ABD Dışişleri Bakanı Clinton, Mısır’daki gösterileri destekler yönde konuştu. Turuncu devrimlerden sonra sıra çiçek devrimlerine geldi. Bu coğrafyadaki ülkelerin halkları, diktatörlerden kurtulmak isterken, Amerikan köleliğine doğru yuvarlanıyor.
Mısır yönetimi, halk hareketlerinin internet ve cep telefonu kullanılarak organize edildiğini değerlendirerek iletişimi durdurdu.
Bu arada Mısır’daki İngiliz şirketi Vodafone, Mısırlı yetkililerin, ülkedeki belirli bölgelerde cep telefonu hizmetlerinin askıya alınması talimatını verdiklerini bildirdi. Mısır’daki gösterileri Uluslararası Atom Enerjisi Kurumu’nun eski Başkanı El Baradei’nin yönettiği bildiriliyor. Yani Mısır’ın Kemal Derviş’i!

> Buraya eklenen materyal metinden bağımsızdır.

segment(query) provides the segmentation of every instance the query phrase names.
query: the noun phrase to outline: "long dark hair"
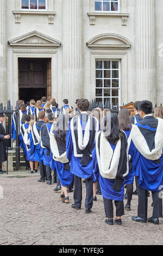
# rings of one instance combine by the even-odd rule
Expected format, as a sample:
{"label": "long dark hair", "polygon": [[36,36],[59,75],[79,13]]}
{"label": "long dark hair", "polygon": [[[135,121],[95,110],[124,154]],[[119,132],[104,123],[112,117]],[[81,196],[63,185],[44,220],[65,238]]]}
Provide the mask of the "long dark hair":
{"label": "long dark hair", "polygon": [[67,130],[68,121],[65,115],[59,115],[56,122],[54,123],[54,135],[56,141],[59,143],[64,142],[66,144]]}
{"label": "long dark hair", "polygon": [[110,113],[104,118],[104,128],[106,139],[115,145],[118,141],[122,138],[123,132],[121,131],[116,114]]}

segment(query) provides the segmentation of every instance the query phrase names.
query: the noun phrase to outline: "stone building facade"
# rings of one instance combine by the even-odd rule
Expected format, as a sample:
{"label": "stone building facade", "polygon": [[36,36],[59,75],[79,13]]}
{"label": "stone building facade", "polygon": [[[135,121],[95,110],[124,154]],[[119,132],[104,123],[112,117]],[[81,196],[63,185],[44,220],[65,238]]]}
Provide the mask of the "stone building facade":
{"label": "stone building facade", "polygon": [[162,0],[1,0],[0,102],[163,97]]}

Türkiye’de ise iletişim, Hariri şirketinin elindedir. Lübnan Başbakanı Hariri’nin istifa etmek zorunda kalması, Türkiye Başbakanı Tayyip Erdoğan’ın yeni kurulacak hükümet için bu ülkede arabuluculuğa soyunması, Hariri şirketinin stratejik konumuyla da doğrudan ilgilidir.
Sinir sisteminin insan vücudundaki rolü neyse iletişim sisteminin de bir ülkedeki işlevi odur.

***

Türkiye, 8 yıl, “Ankara’nın şerrinden Brüksel’in şefaatine sığınıyoruz” diye savunulan bir anlayışla yönetildi. Yani Ankara’nın rejimini değiştirebilmek için Brüksel’i kaldıraç olarak kullandılar. Şimdi Brüksel’e pek ihtiyaçları kalmadı. Soros tipi “güdümlü toplum örgütleri” ni de inşa ettiler. Sivil toplumun talebi gibi göstererek Anayasa’yı kökten değiştirmeyi plânlıyorlar. Karşı çıkana, devleti kısmen ele geçirmiş zümre görevlilerini kullanarak iftira atıyorlar, suç uyduruyorlar! Islık çalmak bile suç oluyor!
Bu sebeple çetelere karşı direnmek her Türk’ün hem hakkı hem görevidir.